Pas de définition des modalités d'information des riverains
Les ajustements apportés par le projet de décret laissent une grande latitude. Concernant l’information des riverains ? Le texte se contente d’ajouter que les chartes doivent inclure « des modalités d’information des résidents et des personnes présentes préalables à l’utilisation des produits ».
Ce qui est loin de régler la question sur les modalités d'information acceptables : alors que le syndicalisme majoritaire plaide pour une information généraliste (mettre en valeur les BSV, publier un calendrier indicatif des principales périodes de traitement sur les cultures…), les associations environnementales exigent des informations délivrées aux riverains avant chaque traitement (SMS, utilisation d’applications géolocalisées…).
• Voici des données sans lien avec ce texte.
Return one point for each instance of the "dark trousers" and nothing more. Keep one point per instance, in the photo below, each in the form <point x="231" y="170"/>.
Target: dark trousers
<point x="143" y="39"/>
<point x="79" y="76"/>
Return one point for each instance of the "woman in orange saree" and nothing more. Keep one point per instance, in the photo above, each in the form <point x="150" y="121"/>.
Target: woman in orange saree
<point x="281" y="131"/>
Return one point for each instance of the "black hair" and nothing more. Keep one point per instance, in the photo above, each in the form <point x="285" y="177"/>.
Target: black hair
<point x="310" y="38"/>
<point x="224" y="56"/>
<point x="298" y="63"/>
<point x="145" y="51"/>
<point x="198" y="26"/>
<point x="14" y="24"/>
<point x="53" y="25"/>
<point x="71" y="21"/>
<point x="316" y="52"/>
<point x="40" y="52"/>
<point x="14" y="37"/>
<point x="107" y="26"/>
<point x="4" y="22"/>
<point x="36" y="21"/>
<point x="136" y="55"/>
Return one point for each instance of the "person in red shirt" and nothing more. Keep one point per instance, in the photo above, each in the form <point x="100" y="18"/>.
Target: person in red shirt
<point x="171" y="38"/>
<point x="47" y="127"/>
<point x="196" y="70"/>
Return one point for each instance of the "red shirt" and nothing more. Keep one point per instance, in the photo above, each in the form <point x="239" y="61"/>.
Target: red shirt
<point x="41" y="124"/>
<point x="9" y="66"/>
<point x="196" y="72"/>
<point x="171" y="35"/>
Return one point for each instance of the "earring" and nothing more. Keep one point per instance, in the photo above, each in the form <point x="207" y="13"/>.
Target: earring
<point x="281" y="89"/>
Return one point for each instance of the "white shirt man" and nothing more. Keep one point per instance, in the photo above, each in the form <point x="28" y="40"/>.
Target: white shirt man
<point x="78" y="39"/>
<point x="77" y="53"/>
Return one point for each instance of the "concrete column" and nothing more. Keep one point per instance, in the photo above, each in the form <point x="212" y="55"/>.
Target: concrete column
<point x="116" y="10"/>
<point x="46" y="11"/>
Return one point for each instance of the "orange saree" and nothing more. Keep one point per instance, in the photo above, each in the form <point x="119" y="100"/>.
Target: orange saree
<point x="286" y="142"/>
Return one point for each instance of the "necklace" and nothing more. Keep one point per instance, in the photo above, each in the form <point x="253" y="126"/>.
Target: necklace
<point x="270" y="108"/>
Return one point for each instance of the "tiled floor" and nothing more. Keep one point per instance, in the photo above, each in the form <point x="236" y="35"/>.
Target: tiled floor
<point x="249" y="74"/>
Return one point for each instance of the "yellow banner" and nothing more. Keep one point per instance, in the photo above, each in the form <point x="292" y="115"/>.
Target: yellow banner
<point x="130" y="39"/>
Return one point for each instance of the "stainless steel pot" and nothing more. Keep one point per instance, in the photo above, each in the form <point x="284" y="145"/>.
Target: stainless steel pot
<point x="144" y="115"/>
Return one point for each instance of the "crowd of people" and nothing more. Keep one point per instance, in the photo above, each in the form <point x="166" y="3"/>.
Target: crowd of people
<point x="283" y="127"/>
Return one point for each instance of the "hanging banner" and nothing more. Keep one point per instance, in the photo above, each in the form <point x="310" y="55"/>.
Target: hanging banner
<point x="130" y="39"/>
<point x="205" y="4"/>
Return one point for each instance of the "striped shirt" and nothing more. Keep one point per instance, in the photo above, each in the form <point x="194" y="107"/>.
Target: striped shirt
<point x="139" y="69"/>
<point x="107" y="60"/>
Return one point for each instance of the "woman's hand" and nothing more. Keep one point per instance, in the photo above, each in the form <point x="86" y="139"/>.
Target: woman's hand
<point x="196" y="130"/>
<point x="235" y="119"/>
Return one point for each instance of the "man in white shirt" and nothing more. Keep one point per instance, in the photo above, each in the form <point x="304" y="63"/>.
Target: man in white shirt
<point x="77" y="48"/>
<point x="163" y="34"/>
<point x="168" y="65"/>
L’État laisse donc aux acteurs locaux le soin de se mettre d’accord, comme l’indique le communiqué gouvernemental : « Les acteurs signataires de cette charte dans chaque département devront définir ensemble les meilleurs moyens de procéder à cette information qui peut prendre plusieurs formes. Elle ne prévoit pas systématiquement une information « individuelle » des riverains et des personnes présentes, et encourage chaque territoire à choisir la solution la plus adaptée. » La validation d la méthode serait ensuite à la libre appréciation des préfets.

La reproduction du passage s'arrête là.